The terms were simple, once a year he dragged himself out of his cave to present himself at some festival, mumbling some crap about "the laws ingraven in the roots of Corilaine by it's supreme lawgiver and protector, her hussiness Whateverhenameis." The people would be in awe over it, that their Queen could command such power. That was it on his end of the deal, he was done for the year. On certain days spaced out through the year some flea bitten farmer would herd some sheep outside his cave, run like hell, and that was it for their end of the deal. Then he did what he did best, and that was sleep and try to return to the Dreaming, and stalk the shadows of the Taingate... looking for a way in.

But every five years the 'kid' would ride out and they would have a little talk, and renew the contract. When he was young, it was amusing to watch him get all nervous at the sight of the dragon. As he grew older and bolder, he proved to be quite the wit. Ragnark, who despised humans as a rule, grew fond of a visit from this particularly bright one every five years or so.. He could stomach that. Some lewd and dirty jokes, some metaphysical discussion, some stories of embarressing situations involving randy human mating practices and how he (the boy) served to embarress his mother, the 'Queen Bother.' Maybe a game of chess. Then they would argue all day long about the contract, say goodbye till the next half of the decade, and that was it.

This year, the kid just didn't seem to have that old spark.
"You're not satisfied with the terms?"
"No.. not so much that I'd say that."
He turned and regarded the Dragon passively. "So..?"
"You gave in too easy," sputtered the old lizard. He was tempted to say 'it wasn't any fun,' but Draconian pride prevented that. "Makes me think that maybe you're trying to pull a fast one.. hidden loopholes and such!"

"No loopholes," replied Jayson barely paying attention. "Straight forward, as always."

"You settled for fifeteen. I got twelve last year, and would have settled for thirteen."

The brownish-blonde haired man just blinked a couple times. "So?" After a moment he added, "You got the best of me this year, big deal, in four more years I'll do better. I'll take the loss over the year, it's only two more per installment."

The Dragon yawned, pleased at least his breath managed to garner a reaction from the Queen's Son. "Go home kid.. You lack spirit this year. Wait- for that matter, what is your problem?"

Coughing lightly at the fetid air released from Ragnark's yawn the man replied, "Why the interest?"

"Purely academic I assure you.. You act like you lost your best friend."

The human sobered. "Maybe I did."

"Find another."

"She was special."

Ragnark raised a massive scaled eyebrow. "Oh, you failed to mention that she was a mate."

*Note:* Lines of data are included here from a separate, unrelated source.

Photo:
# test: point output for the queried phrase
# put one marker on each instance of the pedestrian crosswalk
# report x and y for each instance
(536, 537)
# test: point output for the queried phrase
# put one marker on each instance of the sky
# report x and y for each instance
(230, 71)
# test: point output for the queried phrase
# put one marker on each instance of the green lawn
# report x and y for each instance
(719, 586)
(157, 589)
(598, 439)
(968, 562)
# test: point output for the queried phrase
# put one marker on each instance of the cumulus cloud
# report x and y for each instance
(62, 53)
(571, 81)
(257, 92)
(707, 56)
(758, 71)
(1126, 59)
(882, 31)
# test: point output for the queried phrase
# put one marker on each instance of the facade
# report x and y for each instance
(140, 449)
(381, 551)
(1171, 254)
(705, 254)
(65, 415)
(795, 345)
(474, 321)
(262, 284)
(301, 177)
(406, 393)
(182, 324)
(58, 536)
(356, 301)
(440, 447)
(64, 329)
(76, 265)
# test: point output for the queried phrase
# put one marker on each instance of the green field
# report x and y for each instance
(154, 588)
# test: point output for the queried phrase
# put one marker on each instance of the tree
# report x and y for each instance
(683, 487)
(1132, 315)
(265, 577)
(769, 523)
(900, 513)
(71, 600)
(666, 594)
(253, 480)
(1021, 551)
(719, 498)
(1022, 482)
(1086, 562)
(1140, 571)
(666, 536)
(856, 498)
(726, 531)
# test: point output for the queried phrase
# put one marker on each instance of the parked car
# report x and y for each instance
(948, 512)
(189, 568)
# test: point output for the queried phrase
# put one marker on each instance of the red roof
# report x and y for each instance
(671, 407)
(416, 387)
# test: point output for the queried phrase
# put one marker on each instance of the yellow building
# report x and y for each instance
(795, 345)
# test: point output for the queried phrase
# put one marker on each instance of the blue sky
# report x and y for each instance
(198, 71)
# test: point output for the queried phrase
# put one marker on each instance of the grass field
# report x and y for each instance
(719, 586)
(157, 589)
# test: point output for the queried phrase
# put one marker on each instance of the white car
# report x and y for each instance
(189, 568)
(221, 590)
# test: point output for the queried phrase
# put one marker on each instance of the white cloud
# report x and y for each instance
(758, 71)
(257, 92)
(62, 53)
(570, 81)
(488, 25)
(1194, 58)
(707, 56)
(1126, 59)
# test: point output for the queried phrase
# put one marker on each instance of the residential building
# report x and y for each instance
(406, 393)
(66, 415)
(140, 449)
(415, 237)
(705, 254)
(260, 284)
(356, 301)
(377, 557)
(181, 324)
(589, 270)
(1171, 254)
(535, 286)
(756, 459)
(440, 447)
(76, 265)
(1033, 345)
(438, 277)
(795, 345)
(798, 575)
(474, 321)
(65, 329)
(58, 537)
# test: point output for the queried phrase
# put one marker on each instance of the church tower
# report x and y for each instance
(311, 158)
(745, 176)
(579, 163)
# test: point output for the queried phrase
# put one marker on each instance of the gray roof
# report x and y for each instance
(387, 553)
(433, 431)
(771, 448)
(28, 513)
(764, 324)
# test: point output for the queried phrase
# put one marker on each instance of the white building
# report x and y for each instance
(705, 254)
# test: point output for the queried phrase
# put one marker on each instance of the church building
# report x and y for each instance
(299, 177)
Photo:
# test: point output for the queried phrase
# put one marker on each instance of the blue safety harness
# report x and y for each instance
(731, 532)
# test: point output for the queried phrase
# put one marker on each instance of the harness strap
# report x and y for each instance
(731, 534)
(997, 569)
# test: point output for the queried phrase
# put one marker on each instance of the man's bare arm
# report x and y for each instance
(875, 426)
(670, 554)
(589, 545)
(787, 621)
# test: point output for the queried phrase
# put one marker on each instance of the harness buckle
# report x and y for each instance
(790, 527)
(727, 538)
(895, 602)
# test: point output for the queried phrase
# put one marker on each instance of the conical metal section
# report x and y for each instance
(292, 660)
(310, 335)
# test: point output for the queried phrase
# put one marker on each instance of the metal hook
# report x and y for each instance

"Why does she have to be a mate to be a special friend?"

The Dragon laughed heartily, "Come on kid, even *I* hear rumors about you. Spying on young lovers in my hills, when the moon is full and the autumn stars are out.. Corilaine's very own lothario, they say. I still snicker about the one about the triplets."

He didn't answer.
"Boy?"
The man shook his head. "Not any more. Never again."

"I see." He waited for the man to elaborate, and when he only sat there silently Ragnark began to grow bored. "Farewell then," he stated pointedly. "You've no wish to converse, and I'm of no mind to drag it out of you.."

Returning to his steed, the man simply said, "You would not understand."

Watching him ride off, the Dragon said to itself, "Oh yes I would. My kind are very selfish, oh Man. And there is much selfishness in self-pity."


Morrigan she was called. The Queen's personal Guard by some. Those who knew better did not dare call her by her true trade.. The Queen's Assassin.

Queen Sand surrounded herself by the most capable of servant's, usually men as the women of Coriliane were not universely cut as she was, of sterner stuff. Ustus Constantine was the burly Captain of the Guard. Henrik Feldspar, a western Viscount headed her primary military, particularly near the Menhite Road. This list went on and on.. Much of it a result of late Jordan's preferences, and as stated before, the most qualified were male. It was a lacking of equality that Sand had noticed in Coriliane's society, but one she could do little about without radically altering her shadows time differential to Amber.. Something Delwin was loathe to do (for technical reasons) since they unforunately remained within the Golden Circle and close to Amber.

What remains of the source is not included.